1 resultado para Social responsibility
em WestminsterResearch - UK
Resumo:
The globalisation and unintended impacts of chemicals sets substantial challenges for sustainable development and the protection of natural resources such as land and water. Currently, there are three key chemical Conventions, the Basel Convention on the Control of Transboundary Movements of Hazardous Wastes and their Disposal which came into force in 1992, the 1993 Rotterdam Convention on Trade in Dangerous Chemicals and the Stockholm Convention on Persistent Organic Pollutants (POPs) (2004). These Conventions have as common features a mechanism for assessment of chemical safety, a process for the addition of new chemicals to a list of controlled substances and capacity building in developed countries. However, they only cover a small fraction of the chemicals manufactured and traded across the world. Defining effective regulation of chemicals is an on-going debate that has the potential to have a significant impact on vested commercial and political interests.
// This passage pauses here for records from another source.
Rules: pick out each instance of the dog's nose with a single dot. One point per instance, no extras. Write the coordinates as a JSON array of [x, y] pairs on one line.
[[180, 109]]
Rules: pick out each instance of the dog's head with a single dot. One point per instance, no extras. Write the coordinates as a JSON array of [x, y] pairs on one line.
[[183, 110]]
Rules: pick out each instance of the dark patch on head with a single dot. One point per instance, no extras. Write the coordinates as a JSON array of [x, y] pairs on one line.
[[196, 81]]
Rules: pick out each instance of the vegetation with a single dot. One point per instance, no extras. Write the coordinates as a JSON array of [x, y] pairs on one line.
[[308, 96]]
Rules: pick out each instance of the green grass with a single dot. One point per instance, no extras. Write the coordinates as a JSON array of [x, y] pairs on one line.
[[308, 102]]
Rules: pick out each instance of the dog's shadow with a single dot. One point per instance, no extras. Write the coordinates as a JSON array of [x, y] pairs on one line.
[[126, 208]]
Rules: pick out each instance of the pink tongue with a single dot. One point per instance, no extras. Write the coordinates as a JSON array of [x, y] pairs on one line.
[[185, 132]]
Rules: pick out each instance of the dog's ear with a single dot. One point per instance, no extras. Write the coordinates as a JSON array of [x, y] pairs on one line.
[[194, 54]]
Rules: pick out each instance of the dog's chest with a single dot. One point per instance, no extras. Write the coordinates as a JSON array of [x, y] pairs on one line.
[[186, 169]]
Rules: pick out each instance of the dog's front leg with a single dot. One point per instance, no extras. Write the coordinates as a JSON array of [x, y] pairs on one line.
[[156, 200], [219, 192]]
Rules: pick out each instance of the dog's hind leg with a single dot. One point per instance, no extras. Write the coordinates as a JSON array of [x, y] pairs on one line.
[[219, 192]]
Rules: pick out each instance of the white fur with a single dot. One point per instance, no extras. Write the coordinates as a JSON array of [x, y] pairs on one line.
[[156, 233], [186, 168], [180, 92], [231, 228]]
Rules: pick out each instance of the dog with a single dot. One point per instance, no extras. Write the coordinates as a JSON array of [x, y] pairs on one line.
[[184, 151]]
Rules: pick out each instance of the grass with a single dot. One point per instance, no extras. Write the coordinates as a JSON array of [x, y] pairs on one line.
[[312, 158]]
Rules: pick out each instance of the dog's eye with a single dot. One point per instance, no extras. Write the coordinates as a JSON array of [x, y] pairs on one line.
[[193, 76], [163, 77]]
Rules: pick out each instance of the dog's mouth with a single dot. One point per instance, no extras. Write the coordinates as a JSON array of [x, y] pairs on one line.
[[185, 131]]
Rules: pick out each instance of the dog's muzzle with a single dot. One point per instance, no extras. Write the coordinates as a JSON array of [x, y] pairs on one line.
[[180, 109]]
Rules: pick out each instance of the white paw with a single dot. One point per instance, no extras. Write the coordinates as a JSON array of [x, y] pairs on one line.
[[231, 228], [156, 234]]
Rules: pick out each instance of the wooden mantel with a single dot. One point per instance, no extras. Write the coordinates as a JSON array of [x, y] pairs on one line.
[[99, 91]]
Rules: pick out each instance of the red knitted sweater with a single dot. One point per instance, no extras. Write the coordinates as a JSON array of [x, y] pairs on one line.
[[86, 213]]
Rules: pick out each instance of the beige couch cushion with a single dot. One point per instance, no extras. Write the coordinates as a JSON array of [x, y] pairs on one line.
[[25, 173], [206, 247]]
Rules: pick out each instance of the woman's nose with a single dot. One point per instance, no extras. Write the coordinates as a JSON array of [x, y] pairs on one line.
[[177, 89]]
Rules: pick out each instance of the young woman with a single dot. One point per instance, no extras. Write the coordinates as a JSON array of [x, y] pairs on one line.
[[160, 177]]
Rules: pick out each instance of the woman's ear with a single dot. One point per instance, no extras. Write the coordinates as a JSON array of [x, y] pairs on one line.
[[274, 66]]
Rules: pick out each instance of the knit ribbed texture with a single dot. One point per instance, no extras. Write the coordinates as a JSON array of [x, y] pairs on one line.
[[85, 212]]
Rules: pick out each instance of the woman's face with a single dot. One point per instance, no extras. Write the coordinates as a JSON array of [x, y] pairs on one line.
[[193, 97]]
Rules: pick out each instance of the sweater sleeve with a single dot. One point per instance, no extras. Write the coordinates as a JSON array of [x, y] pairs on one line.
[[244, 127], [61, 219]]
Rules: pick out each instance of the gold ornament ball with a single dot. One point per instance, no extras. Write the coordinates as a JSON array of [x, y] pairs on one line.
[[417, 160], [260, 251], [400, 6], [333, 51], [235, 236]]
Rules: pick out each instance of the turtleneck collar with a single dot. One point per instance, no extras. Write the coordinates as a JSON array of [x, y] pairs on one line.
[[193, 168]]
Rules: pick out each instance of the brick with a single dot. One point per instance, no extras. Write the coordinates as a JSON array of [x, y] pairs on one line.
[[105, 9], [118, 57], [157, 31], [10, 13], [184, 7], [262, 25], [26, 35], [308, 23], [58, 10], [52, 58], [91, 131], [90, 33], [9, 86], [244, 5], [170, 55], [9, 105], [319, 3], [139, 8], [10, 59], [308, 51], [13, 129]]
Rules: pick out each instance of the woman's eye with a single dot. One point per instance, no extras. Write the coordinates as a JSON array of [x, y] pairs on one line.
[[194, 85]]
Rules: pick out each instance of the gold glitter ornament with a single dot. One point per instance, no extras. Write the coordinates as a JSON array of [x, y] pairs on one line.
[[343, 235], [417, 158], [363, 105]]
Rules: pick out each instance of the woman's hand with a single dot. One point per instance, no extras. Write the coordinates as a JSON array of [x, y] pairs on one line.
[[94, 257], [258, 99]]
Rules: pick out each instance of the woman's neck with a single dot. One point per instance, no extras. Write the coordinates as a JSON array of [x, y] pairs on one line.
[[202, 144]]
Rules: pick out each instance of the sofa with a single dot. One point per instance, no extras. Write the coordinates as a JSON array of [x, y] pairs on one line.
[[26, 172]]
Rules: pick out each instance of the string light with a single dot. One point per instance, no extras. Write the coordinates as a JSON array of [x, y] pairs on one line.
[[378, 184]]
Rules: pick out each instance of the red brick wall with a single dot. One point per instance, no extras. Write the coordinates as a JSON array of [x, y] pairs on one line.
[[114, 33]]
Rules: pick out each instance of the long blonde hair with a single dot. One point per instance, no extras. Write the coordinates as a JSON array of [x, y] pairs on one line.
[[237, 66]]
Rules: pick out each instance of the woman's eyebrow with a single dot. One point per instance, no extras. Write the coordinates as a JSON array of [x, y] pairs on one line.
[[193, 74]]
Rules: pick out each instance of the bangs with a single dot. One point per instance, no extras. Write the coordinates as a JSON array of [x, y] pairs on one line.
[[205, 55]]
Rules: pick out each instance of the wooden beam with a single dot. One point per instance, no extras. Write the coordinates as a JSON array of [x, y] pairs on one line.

A sustainable chemical industry should take account of evidence-based standards and through legal mechanisms adopt long-term precautionary evaluations rather than short-term market driven decisions. It is argued in this paper that effective international chemical regulation in the future will come from the adoption of sound chemical management and corporate social responsibility, but it recognised that this will face the challenge of economic disparity between countries and the potential export of regulatory risk from big chemical conglomerates to poorly regulated jurisdictions.